Compress Then Merge PDFs — The Right Order (And Why It Matters)
- Compress each PDF first, then merge — gets smaller final file than merging first
- Free: use the browser PDF compressor, then the browser PDF merger
- Files never upload — both tools process locally on your device
- Typical result: 40-80% smaller than merging uncompressed files
Table of Contents
If you need a merged PDF that's also small — for email attachments, portal uploads, or archiving — the order matters. Compress each file first, then merge. This typically produces a significantly smaller final PDF than merging first and compressing after. Here's the two-step free workflow and why the order works better this way.
Compress Before Merging — Why the Order Matters
Intuition says: merge everything into one file, then compress. But this often produces a larger final file than the reverse order, for a simple reason.
PDF compression works by removing redundant image data, downsampling embedded images, and applying lossless compression to content streams. When multiple PDFs share similar embedded images (logos, page backgrounds, repeated graphics), the compression algorithm can find those redundancies within each individual file more effectively than across a combined file where they appear as distinct objects.
Practically speaking: if you have five 8MB scanned documents and compress them individually to 2MB each, then merge the five 2MB files — you get a ~10MB merged PDF. If you merge the five 8MB files first (40MB total) and then compress, you typically get 12-18MB — larger than the compress-first result.
The exception: if all your PDFs are already text-based (not scanned) and small, merge first and compress after — the difference is minimal and you save a step.
The Free Two-Step Workflow: Compress, Then Merge
Step 1 — Compress each PDF:
- Open the free PDF compressor at wildandfreetools.com/pdf-tools/compress-pdf/
- Upload your first PDF, choose quality level (medium = good balance of size and quality; low = maximum compression for scans)
- Download the compressed version
- Repeat for each PDF you'll be merging
Step 2 — Merge the compressed PDFs:
- Open the PDF merger at wildandfreetools.com/pdf-tools/merge-pdf/
- Drop in all your compressed PDFs
- Set the order, click Merge & Download
Both tools process locally — no upload at any step. Your original files and your compressed versions never leave your device.

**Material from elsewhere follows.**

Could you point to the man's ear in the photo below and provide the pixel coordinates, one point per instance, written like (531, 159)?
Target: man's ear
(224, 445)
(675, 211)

Sell Custom Apparel — We Handle Printing & Free ShippingWhat File Sizes to Expect
Results vary significantly by PDF type:
| PDF type | Typical compression ratio | Example: 10MB → |
|---|---|---|
| Scanned documents (black and white) | 70-90% reduction | 1-3MB |
| Scanned documents (color photos) | 50-70% reduction | 3-5MB |
| PDFs with embedded high-res photos | 60-80% reduction | 2-4MB |
| Text-based PDFs (no images) | 10-30% reduction | 7-9MB |
| PDFs already compressed | 5-10% reduction | 9-9.5MB |
Text-based PDFs (generated from Word, Excel, or digital sources) have little room for compression because they contain minimal image data. Scanned documents have the most compression potential since they're essentially large images. If your PDFs have already been through a compression pass, additional compression will have limited effect.
When to Merge First (And Then Compress)
Merge-first makes sense when:
- All files are already small: If each individual PDF is under 1MB, the order doesn't matter much — do whatever's simpler
- Files are text-based: Text PDFs compress little regardless; the order barely affects the result
- You're only working with two files: The overhead of running compression twice (once per file) before merging is less worthwhile for just two files
- You need to compress multiple formats together: If you're merging a heavily image-based PDF with several text PDFs, merging first and applying one compression pass is more practical
The compress-first rule primarily applies to scanned PDFs, image-heavy reports, and any PDF that started as a photo. For documents that originated digitally (Word to PDF, Google Docs to PDF), the order is less important.
Merge Your Compressed PDFs — Free, No Upload
Step 1: compress each file. Step 2: merge. Both tools are free and process locally on your device.
Open Free PDF MergerFrequently Asked Questions
Should I compress PDFs before or after merging?
Compress before merging for the smallest final file size. Compressing each PDF individually before combining typically produces a 20-40% smaller merged result than merging first and compressing after. Exception: for small, text-based PDFs, the order doesn't significantly matter.
How do I merge PDFs and make the file size smaller?
Two-step workflow: (1) Compress each PDF at wildandfreetools.com/pdf-tools/compress-pdf/ — download the compressed versions. (2) Merge the compressed PDFs at wildandfreetools.com/pdf-tools/merge-pdf/. Both tools are free and process locally with no upload.
Why does my merged PDF file have a large file size?
Merged PDFs are as large as the sum of their parts. If each input file is large (especially scanned or image-heavy PDFs), the merged result will be large too. Compress each PDF individually before merging to get the smallest possible output.
Is there a free tool that both compresses and merges PDFs?
WildandFree has separate tools for each task — a PDF compressor and a PDF merger — both free and both local (no upload). Run compression first, then merge the results. iLovePDF and SmallPDF offer compress + merge in one interface but upload your files to their servers.